Deputada cobra providências da Copel por falhas na energia
Parlamentar afirma que falhas na rede elétrica causam prejuízos a produtores e empresas e cobra melhorias
A deputada estadual Cristina Silvestri (PP) fez duras críticas à Copel durante a sessão plenária de ontem (17) da Assembleia Legislativa do Paraná (ALEP). Ela cobrou providências diante dos constantes problemas no fornecimento de energia elétrica, especialmente no interior do Paraná.

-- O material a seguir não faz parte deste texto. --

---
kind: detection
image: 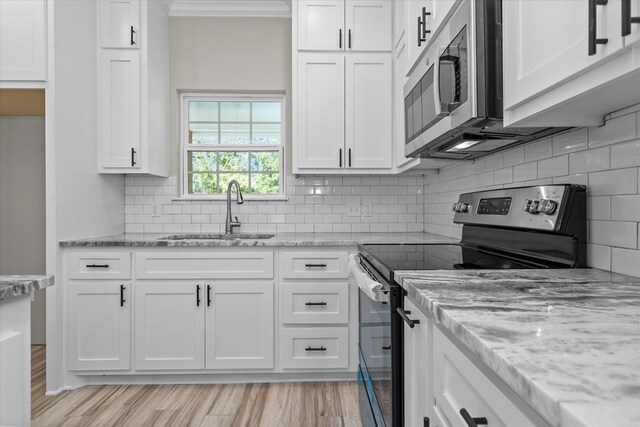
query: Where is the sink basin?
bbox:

Em pronunciamento na tribuna, a parlamentar destacou que a instabilidade no serviço tem causado prejuízos diretos ao setor produtivo, afetando desde produtores rurais até comerciantes e indústrias. “Quando a energia falha, os prejuízos impactam diretamente a produtividade, a renda das famílias e a economia do nosso estado”.
Cristina Silvestri relatou que oscilações de tensão e quedas frequentes têm provocado danos a equipamentos e perdas de produção, com registros de motores queimados, prejuízos em aviários e perda de produtos perecíveis. Segundo ela, a situação é recorrente e já foi formalmente denunciada por mais de 50 sindicatos rurais ao Sistema FAEP/Senar-PR.
A deputada também citou um levantamento realizado pelo Instituto Paraná Pesquisas. A consulta aponta que 85% dos municípios do interior estão insatisfeitos com a qualidade do fornecimento de energia. A consulta indica ainda que 38,7% enfrentaram mais de 20 quedas de luz nos últimos 12 meses e que a maioria fica mais de cinco horas sem energia a cada apagão. O problema é estrutural e não se limita a eventos climáticos, segundo a parlamentar: “Muitos produtores relatam que as quedas acontecem mesmo sem tempestades ou ventos fortes, o que indica falhas na manutenção da própria rede”.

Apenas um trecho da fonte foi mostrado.